Abstract
The electric current flowing from an anodic spot was obtained by measurement of the amplitude of the electric potential difference between two points on the back of a thin plate, when the anodic spot was rotating on the circular weld pool formed in a stationary GTA welding.
As a result, the anodic spot current on the molten pool in an austenitic stainless steel plate was at most 10% of the welding current and was not more than that of the steel plates in which at least Cr was not included. When welding current was increased more than 180-200 A, the anodic spot current in the stainless steel plate decreased to a few amperes.
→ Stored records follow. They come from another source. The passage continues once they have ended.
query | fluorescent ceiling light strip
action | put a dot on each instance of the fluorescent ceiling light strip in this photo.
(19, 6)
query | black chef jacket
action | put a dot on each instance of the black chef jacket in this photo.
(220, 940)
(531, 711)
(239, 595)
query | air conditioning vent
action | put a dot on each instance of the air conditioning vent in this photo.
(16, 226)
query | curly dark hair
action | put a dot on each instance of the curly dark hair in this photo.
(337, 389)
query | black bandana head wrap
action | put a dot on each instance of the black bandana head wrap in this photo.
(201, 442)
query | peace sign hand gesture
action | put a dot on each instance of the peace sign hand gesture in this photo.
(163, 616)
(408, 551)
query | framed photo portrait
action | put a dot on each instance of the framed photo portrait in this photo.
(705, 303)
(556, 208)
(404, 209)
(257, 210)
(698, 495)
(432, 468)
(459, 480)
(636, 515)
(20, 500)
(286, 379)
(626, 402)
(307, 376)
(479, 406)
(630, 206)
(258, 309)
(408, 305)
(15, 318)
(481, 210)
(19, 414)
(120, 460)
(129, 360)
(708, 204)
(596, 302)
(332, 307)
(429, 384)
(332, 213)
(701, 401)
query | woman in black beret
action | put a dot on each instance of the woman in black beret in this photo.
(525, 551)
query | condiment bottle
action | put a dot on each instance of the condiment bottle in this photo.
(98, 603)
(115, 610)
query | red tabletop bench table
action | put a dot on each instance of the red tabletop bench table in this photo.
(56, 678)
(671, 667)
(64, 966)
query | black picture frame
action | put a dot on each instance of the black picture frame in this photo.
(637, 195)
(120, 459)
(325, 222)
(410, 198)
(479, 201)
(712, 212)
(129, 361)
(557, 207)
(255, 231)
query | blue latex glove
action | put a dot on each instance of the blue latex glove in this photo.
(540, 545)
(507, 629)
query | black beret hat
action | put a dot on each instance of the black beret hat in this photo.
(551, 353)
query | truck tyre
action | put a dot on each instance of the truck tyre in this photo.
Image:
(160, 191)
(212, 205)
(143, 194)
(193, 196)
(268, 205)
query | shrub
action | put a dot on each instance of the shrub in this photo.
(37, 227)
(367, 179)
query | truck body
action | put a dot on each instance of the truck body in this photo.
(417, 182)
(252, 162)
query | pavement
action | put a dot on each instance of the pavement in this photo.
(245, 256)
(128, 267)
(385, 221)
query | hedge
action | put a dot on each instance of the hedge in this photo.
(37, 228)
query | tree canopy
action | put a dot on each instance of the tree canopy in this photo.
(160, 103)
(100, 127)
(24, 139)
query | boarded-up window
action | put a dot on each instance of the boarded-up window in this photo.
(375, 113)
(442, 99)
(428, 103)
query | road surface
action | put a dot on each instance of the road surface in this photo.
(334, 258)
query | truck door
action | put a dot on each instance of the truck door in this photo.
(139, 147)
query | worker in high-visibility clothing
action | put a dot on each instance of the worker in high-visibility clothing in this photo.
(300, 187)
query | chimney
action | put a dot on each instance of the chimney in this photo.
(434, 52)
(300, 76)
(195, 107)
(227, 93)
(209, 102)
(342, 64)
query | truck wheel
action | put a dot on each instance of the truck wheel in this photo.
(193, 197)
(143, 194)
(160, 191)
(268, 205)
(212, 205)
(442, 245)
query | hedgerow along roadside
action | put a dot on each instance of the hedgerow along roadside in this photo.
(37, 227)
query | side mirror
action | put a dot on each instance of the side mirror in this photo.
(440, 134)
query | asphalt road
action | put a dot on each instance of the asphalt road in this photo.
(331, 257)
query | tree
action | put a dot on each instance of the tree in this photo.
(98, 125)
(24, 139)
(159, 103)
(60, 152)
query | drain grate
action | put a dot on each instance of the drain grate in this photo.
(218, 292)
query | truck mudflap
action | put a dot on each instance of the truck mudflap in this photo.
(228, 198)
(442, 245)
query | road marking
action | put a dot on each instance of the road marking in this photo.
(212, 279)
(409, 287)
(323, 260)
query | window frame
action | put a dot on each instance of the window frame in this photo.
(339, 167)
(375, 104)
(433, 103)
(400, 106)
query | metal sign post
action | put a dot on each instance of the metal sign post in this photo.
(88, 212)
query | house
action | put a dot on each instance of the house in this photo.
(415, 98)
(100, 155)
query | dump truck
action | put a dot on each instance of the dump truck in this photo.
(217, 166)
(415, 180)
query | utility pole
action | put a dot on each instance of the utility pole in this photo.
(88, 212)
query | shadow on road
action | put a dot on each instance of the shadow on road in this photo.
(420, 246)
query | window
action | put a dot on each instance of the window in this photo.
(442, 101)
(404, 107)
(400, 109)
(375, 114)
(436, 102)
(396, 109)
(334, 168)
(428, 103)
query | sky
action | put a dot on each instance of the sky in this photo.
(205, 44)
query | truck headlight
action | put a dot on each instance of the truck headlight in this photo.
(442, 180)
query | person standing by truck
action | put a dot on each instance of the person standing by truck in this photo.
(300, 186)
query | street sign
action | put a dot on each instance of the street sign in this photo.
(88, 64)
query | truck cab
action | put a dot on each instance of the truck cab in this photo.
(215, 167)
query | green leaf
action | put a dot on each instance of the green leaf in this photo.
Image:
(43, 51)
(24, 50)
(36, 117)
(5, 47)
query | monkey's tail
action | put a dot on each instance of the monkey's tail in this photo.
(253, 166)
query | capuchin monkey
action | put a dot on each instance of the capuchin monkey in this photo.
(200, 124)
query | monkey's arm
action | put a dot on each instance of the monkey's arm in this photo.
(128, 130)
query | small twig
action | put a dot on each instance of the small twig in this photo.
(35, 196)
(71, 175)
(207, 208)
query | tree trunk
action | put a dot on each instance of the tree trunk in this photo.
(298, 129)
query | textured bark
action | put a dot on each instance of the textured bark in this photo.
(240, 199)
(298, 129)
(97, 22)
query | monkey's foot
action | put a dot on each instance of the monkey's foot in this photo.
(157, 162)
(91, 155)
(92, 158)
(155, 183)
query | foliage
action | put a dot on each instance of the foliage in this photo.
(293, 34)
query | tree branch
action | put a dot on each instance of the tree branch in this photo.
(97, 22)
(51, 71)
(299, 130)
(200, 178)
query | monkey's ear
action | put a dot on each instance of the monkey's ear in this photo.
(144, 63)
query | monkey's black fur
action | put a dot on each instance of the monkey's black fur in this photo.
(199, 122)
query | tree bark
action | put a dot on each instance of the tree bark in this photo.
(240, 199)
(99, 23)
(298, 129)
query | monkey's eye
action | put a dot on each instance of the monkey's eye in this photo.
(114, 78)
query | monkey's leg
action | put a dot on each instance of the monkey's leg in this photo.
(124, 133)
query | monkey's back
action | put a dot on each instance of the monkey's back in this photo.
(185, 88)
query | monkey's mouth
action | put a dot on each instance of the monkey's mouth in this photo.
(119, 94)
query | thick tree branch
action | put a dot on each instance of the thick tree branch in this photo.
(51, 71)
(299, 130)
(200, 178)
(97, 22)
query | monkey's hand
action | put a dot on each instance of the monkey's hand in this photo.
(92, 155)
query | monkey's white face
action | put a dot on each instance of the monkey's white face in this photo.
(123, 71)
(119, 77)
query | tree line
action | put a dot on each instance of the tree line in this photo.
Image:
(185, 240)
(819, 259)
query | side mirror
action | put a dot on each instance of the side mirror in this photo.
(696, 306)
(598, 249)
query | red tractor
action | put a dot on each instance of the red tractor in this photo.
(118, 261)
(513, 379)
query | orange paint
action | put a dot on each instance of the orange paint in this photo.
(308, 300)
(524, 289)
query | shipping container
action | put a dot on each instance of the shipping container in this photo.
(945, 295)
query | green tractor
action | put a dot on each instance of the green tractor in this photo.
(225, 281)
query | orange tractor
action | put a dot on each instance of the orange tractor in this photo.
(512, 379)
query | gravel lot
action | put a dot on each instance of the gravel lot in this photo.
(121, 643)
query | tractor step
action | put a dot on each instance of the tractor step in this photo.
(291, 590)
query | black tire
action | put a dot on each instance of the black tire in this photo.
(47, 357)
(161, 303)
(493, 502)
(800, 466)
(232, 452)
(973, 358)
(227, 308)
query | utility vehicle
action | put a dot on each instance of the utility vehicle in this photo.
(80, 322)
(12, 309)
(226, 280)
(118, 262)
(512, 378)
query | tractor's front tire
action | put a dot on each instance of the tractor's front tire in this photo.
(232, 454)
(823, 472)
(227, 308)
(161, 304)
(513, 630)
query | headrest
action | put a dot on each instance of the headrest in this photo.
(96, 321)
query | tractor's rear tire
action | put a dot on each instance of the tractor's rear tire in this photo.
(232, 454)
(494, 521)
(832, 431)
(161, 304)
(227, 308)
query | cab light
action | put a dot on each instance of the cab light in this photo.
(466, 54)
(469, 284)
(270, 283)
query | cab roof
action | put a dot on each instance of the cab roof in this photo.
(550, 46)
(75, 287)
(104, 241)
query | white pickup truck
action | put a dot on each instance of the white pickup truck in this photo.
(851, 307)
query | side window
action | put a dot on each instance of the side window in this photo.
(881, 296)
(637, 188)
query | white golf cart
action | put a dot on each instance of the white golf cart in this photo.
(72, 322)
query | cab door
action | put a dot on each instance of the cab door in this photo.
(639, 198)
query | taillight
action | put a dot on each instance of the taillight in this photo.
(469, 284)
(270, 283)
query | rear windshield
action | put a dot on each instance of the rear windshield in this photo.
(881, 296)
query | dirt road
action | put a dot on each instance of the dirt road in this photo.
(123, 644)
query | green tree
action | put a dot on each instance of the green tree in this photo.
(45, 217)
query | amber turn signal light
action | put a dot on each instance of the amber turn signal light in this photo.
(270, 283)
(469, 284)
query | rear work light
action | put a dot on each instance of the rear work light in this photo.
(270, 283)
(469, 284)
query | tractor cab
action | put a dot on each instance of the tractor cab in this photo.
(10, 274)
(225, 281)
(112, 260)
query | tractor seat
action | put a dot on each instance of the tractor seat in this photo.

When the tip of a composite oxides rod (55%Al2O3+41%SiO2) is touched to the arc from a side of the pool and the melting and vaporizing oxides bit is being transferred on the pool surface to the opposite side, a part of welding current flows from the oxides. The current depends on the composition of the base metal. The order of the base metals in which the current flowing from the oxides bit was higher was cold rolled mild steel, pure iron, stainless steel with high S content, stainless steel with low S content, and Ti-alloy(8Al-Mo-V).
From those experimental results, it was clear that the anodic spot current was greatly influenced by the lowest ionization potential in the main elements of the base metal and the vaporization behaviour on the molten pool.
In the GTA welding of cold rolled steel plates in which the anodic spot current was higher, the possibility of periodic variation in temperature near the weld pool and irregular weld bead formation caused by the anodic spot movement on weld pool were estimated from thermal conduction analysis, and several examples were given for a thin plate welding.